追い風は吹いている。佐藤輝は今季、甲子園で打率3割2厘。聖地での巨人戦に限れば6試合で24打数9安打、打率3割7分5厘。その6試合でチームは5勝1分と無敗だ。甲子園100周年のメモリアルシリーズとなった7月30日からの巨人3連戦は13打数7安打、1本塁打、3打点で同一カード3連勝を導いた。30日以降も天候は不安だが、試合さえできれば暴れる準備はできている。

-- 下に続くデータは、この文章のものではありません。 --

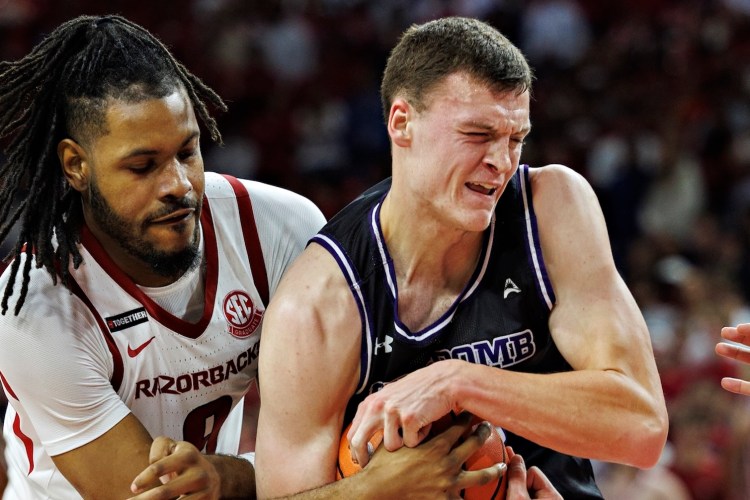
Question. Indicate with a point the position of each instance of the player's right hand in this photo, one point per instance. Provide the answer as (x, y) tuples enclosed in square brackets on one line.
[(181, 468), (528, 484), (434, 468)]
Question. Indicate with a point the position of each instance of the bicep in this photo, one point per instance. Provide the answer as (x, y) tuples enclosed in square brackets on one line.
[(308, 371), (595, 322)]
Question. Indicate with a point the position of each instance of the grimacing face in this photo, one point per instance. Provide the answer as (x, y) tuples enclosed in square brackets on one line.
[(464, 148), (142, 185)]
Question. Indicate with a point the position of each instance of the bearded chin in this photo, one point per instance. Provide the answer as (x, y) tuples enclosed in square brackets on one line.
[(174, 264), (167, 264)]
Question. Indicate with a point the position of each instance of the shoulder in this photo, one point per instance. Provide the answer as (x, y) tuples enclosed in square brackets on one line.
[(272, 206), (314, 283), (560, 192)]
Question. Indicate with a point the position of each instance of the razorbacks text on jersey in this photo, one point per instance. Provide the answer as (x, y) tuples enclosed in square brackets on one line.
[(74, 363), (500, 318)]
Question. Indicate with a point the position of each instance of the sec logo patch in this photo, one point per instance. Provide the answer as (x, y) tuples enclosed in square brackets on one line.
[(241, 314)]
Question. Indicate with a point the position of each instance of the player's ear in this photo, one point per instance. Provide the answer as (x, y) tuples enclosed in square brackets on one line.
[(399, 120), (74, 162)]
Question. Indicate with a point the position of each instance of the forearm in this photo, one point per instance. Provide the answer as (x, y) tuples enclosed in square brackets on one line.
[(352, 487), (595, 414), (237, 476)]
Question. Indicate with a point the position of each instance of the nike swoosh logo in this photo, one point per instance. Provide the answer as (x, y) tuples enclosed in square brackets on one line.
[(135, 352)]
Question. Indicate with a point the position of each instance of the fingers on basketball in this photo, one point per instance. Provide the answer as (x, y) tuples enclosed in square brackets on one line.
[(491, 453)]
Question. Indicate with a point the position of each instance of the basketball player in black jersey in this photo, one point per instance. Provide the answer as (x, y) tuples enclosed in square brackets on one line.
[(465, 282)]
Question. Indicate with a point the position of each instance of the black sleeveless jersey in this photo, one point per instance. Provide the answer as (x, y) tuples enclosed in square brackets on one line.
[(500, 318)]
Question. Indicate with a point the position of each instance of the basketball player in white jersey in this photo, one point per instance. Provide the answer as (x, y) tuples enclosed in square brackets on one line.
[(134, 301)]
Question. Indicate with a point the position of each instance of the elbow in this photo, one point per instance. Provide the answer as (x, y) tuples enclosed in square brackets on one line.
[(651, 437)]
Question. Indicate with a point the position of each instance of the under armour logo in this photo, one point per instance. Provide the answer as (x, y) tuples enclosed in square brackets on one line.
[(510, 287), (386, 345)]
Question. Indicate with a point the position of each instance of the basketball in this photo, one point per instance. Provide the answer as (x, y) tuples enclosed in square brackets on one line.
[(492, 452), (345, 466)]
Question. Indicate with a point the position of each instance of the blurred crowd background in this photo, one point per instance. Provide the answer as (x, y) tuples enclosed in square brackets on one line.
[(648, 99)]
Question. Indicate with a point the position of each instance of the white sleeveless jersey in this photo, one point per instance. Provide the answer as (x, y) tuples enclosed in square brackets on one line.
[(74, 363)]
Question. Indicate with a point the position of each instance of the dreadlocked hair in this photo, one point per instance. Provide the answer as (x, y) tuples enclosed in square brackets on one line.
[(60, 90)]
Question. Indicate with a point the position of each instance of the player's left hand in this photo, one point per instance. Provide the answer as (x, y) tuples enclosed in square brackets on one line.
[(404, 409), (741, 335), (181, 468)]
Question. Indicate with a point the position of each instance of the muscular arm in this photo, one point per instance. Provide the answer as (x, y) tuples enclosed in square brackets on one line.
[(105, 467), (306, 374), (309, 367), (611, 406)]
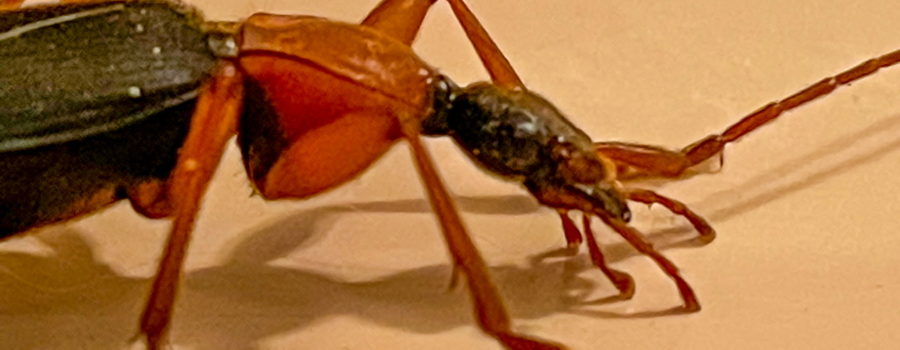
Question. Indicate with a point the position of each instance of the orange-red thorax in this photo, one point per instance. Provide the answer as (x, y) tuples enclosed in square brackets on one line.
[(338, 90)]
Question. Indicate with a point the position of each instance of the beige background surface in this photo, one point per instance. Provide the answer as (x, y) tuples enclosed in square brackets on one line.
[(806, 209)]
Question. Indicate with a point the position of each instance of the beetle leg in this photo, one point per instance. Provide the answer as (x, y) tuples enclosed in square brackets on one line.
[(637, 241), (707, 233), (649, 161), (502, 73), (400, 19), (150, 199), (213, 123), (489, 309), (565, 197), (573, 236), (622, 280)]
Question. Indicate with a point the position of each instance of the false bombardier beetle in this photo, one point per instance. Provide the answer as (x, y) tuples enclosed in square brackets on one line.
[(108, 100)]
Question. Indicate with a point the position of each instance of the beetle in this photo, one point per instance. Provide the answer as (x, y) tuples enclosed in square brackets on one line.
[(588, 236)]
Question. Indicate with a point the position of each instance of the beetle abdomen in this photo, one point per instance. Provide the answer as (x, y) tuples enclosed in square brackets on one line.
[(94, 98), (67, 72)]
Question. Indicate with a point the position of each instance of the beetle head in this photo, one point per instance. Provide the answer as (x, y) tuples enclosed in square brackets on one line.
[(519, 135)]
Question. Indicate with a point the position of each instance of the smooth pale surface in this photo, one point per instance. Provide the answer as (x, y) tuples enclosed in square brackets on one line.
[(806, 256)]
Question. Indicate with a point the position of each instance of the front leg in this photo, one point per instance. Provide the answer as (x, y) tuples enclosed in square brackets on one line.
[(213, 123)]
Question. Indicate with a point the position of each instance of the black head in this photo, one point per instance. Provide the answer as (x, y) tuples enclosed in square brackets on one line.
[(519, 135)]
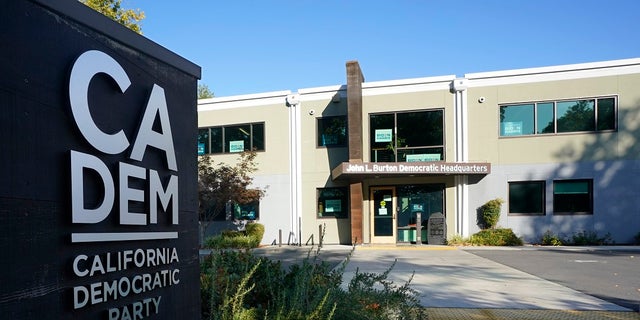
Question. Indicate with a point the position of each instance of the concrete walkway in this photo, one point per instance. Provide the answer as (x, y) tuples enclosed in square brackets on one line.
[(447, 277), (454, 284)]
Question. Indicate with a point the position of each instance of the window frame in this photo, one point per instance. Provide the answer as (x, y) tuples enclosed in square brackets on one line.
[(542, 203), (223, 139), (589, 194), (394, 136), (319, 135), (537, 129), (321, 203)]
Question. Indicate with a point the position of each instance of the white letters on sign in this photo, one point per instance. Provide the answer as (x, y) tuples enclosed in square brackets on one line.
[(84, 69)]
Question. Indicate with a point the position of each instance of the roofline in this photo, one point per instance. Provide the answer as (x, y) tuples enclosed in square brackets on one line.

前日28日は11試合連続で務めた4番スタメンから外れ、6番で先発となった。4打数無安打に倒れた今こそ、反発力を見せる時だ。「戻って地の利をいかして頑張っていきたい」。大歓声が背中を押してくれる。やまない雨はない。【中野椋】

▼佐藤輝は今季甲子園ではセ・リーグ本拠地別で神宮の打率3割3分3厘に次ぐ高打率の3割2厘。甲子園での対戦カード別打率でも中日戦の4割1分9厘に次ぐ3割7分5厘。出場した6試合では5勝1分けと負け知らずだ。昨季も「甲子園」×「巨人戦」では打率3割6分2厘と好相性。優勝を決めた9月14日にはリードを広げる2ランなど2安打2打点と貢献した。

▼阪神は29日の試合が中止となり、8月は2試合を残して負け越しが決まった。10勝13敗1分けで勝率4割3分5厘。2カ月ぶりの負け越しとなった。また、長期ロードも9勝13敗1分けで2年ぶりの負け越し。